I've read enough stories to notice that there are two kinds of prophecies: warnings and inevitabilities. Altered choices might forestall the warnings, but inevitabilities will simply arrive by a different route. They are stubborn, like a traveler who rents a car when her flight is canceled and hitchhikes when the car breaks down. No one knows which kind of prophecy they've received until it's come to pass.
I adopted a dog and began nagging my grandfather to remember to take his meds.

In March, when I saw you next, your leg was in traction. The table at the end of the hospital bed held a basket of peace lilies with a card from your mom in Oregon.

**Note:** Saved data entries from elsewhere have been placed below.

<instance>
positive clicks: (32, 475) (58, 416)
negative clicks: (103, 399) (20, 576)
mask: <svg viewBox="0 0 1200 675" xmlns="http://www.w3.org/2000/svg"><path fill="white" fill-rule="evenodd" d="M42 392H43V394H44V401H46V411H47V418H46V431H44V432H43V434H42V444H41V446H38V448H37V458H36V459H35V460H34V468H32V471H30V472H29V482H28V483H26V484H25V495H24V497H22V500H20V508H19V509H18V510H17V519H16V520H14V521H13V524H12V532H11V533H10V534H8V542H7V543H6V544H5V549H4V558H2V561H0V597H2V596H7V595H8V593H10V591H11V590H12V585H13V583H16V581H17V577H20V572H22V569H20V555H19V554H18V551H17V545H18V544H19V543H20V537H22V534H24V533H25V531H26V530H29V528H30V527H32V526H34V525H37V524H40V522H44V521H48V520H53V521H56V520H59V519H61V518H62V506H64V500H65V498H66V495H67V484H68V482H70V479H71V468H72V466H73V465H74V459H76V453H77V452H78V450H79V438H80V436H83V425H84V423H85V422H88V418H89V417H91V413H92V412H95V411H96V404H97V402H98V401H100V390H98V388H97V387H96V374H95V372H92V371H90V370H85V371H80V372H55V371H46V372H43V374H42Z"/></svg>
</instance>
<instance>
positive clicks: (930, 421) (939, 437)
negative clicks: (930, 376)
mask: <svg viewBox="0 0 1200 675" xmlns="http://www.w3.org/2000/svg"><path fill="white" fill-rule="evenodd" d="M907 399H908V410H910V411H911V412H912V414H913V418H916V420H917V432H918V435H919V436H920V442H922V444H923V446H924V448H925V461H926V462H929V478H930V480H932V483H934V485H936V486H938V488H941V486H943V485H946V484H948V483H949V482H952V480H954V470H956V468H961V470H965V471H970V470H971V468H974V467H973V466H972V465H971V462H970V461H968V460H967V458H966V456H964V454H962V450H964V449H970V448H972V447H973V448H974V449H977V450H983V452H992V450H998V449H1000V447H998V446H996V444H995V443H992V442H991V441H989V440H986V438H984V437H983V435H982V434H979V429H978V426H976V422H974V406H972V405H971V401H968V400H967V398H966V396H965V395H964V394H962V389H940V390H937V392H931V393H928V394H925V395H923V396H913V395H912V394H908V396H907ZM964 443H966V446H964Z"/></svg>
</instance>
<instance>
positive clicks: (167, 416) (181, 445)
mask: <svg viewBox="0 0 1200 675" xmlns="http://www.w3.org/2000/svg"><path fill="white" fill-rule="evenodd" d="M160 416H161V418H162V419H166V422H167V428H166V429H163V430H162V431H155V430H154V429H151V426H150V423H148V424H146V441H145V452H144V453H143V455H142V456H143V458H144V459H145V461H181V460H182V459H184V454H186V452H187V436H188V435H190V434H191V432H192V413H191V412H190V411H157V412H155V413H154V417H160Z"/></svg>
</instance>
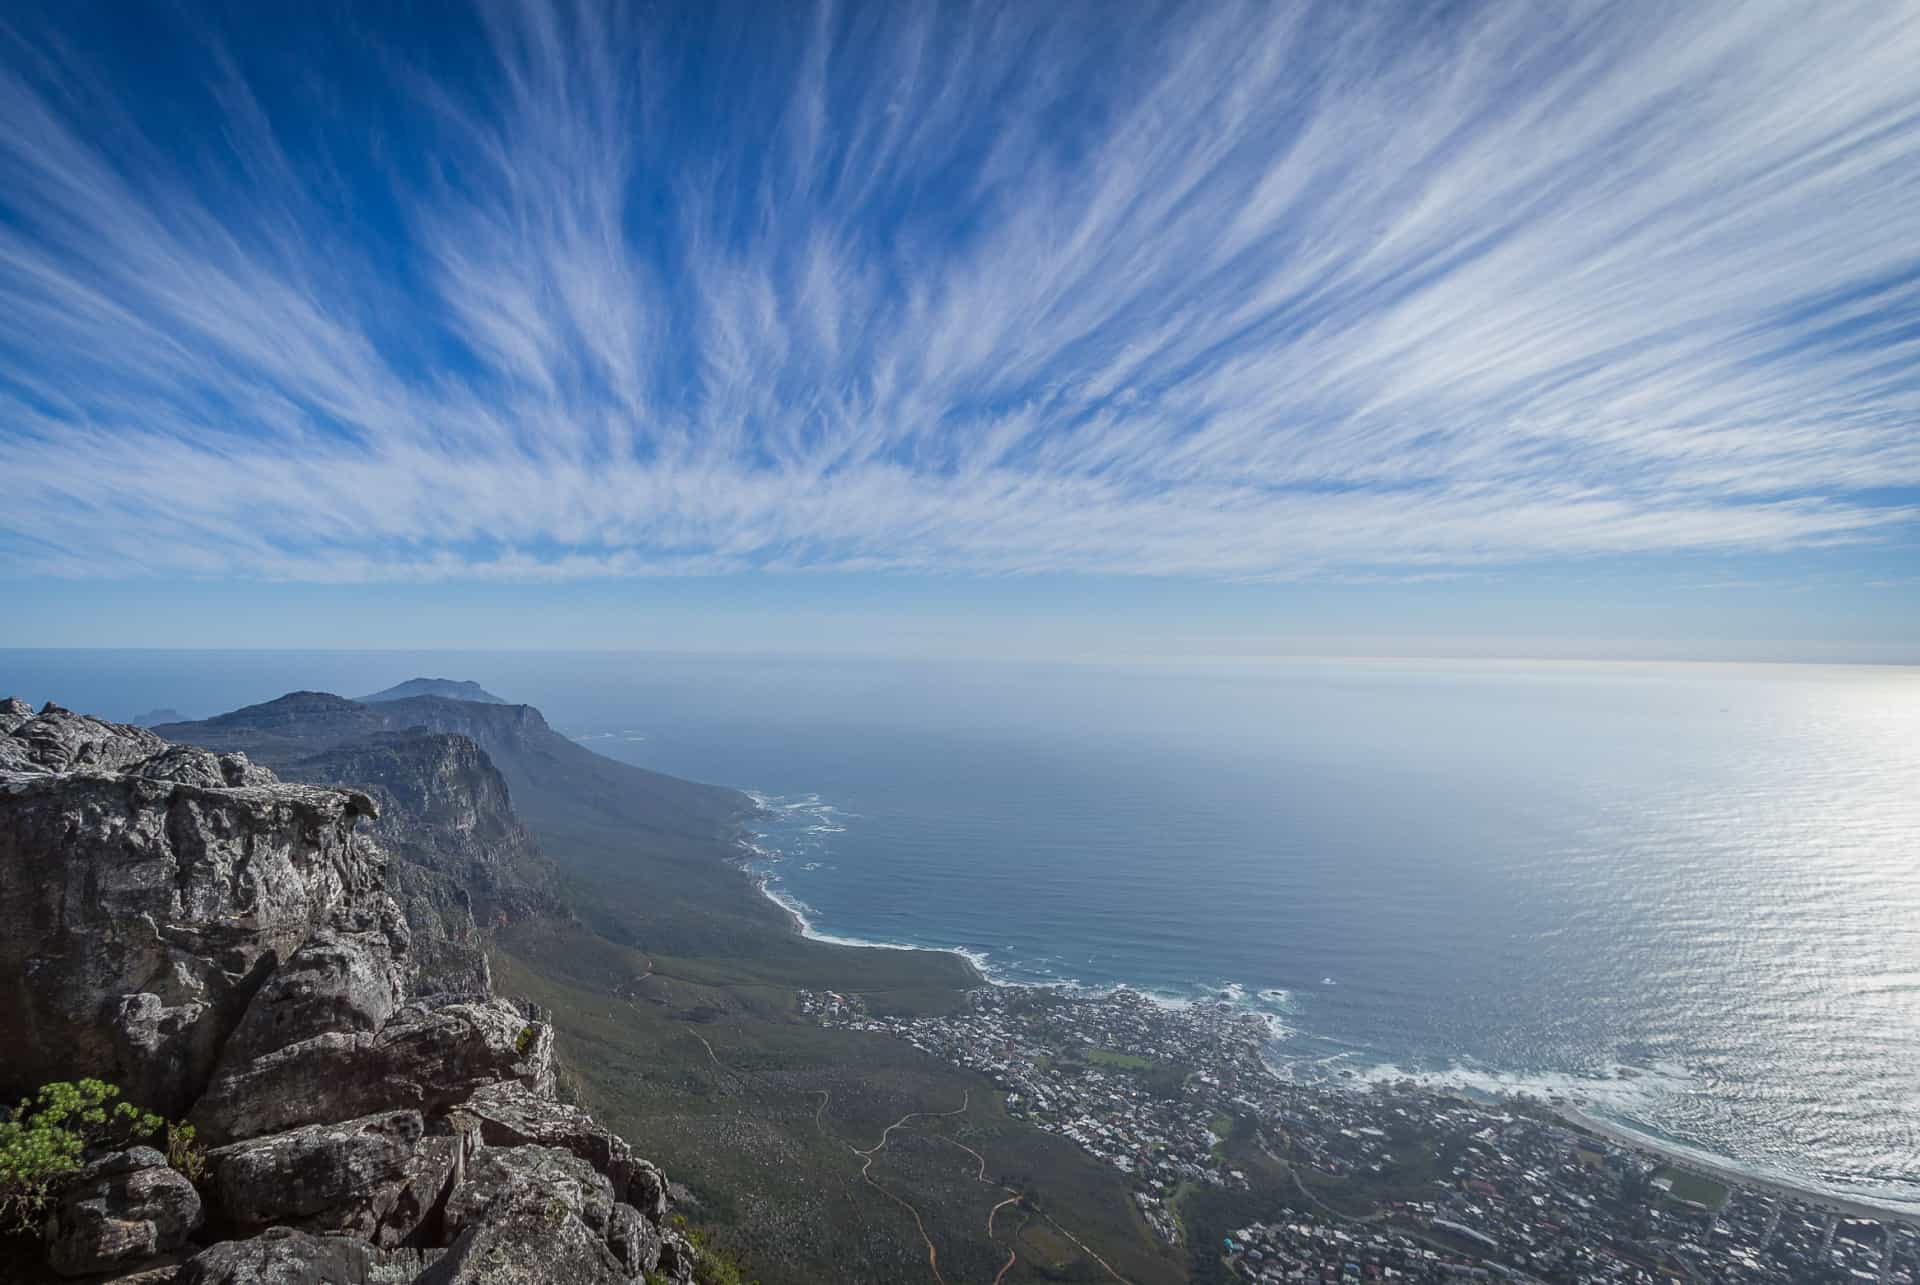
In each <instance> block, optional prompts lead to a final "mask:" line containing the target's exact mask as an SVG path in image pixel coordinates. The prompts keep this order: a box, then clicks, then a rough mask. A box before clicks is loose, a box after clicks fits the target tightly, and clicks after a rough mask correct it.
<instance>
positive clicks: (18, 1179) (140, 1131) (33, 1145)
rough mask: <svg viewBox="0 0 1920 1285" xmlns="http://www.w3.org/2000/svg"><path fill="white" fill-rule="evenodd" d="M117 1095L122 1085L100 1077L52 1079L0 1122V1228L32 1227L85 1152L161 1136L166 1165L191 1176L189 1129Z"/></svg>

"She sent that because she's not coming," you said, your voice even. "I don't have anyone. None of my family lives in this time zone. I was hoping you could feed my cat for me."
"Of course. When did you get a cat?"
"Last month. Foster fail. Maybe you can play with her? I don't know how she'll react, being alone."
A small fear crept into my mind: that this was how I would end up with the cat, that the whole dream was an inevitability after all. You stared at the ceiling. I pretended I didn't notice you trying not to cry.
"Sure, no problem," I said. "What happened?"